DP, DPA and SGLang DP Router#

This guide explains the difference between Data Parallelism (DP) and Data Parallelism Attention (DPA), how to enable each mode correctly, and how to use the SGLang Model Gateway (SMG) for production-grade DP deployments.

Data Parallelism (DP)#

Data Parallelism (DP) is the most common parallelism strategy that replicates the entire model across multiple GPU sets and processes different batches of requests in parallel. Each GPU set handles independent requests. With dedicated routing strategies, as we will introduce later, with those proper routing algorithms in SGLang Model Gateway, the throughput of your serving system could be multiplied nearly linearly.

Key characteristics#

Each replica has a full copy of the model
Requests are distributed/scattered across replicas
No inter-replica communication during one request’s inference (for simple DP)

Data Parallelism Attention (DPA)#

Data Parallelism Attention (DPA), also known as DP Attention, is an advanced parallelism strategy.

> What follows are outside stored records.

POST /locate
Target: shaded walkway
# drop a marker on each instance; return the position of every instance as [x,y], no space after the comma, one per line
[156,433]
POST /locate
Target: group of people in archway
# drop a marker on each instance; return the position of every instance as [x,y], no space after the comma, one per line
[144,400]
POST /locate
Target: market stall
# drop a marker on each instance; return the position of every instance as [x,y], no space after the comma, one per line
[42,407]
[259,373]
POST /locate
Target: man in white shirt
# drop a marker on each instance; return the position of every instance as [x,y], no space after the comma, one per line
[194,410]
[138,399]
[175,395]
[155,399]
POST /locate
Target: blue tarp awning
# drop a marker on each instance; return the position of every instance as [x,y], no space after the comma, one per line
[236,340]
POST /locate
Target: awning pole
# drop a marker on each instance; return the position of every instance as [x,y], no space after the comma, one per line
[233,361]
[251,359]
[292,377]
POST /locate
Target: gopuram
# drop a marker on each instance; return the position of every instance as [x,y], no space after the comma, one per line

While DPA provides the most significant benefits for Multi-Head Latent Attention (MLA) models (such as DeepSeek, MiniMax, Kimi-K2), it also supports standard attention models like Qwen.

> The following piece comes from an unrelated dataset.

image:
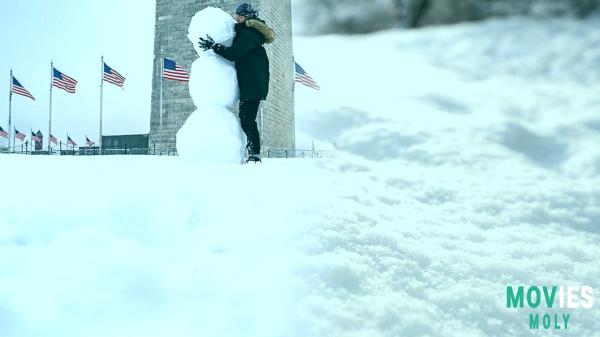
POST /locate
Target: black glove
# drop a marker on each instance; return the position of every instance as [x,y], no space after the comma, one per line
[206,44]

The Problem with Tensor Parallelism for MLA Models#

The most common parallelism strategy for inference is Tensor Parallelism (TP). However, TP might not be the most efficient strategy for certain models. For example, DeepSeek models use MLA and only have one KV head. If we use tensor parallelism on 8 GPUs, it will lead to:

Duplicated KV cache across all GPUs
Unwanted memory usage that limits batch size
Reduced throughput due to memory constraints

How DPA Works#

DPA addresses these limitations by applying data parallelism specifically to the attention component.

Each DP replica:

Processes different batches independently (can be in different forward modes: prefill, decode, or idle)
Maintains its own KV cache (no duplication)
Enables significantly larger batch sizes due to memory savings

Communication patterns in DPA + EP:#

All2All (Dispatch): Routes tokens to expert sub-groups based on gating decisions
All2All (Combine): Gathers computed results from experts back to original token positions

Key benefits of DPA#

Significantly reduced KV cache memory: Each DP replica only stores KV cache for its own batches
Larger batch sizes: Memory savings enable larger batch sizes
Improved decoding throughput: Significant throughput gains for MLA-based models
Independent forward modes: Each DP replica can be in different forward modes (prefill, decode, or idle) and handles its assigned batches independently during attention computation

DPA with Expert Parallelism for MoE#

For MoE models like DeepSeek, DPA is often paired with Expert Parallelism (EP) for best throughput at scale. However, DPA does not require EP: you can enable DPA without EP if your deployment does not need expert sharding.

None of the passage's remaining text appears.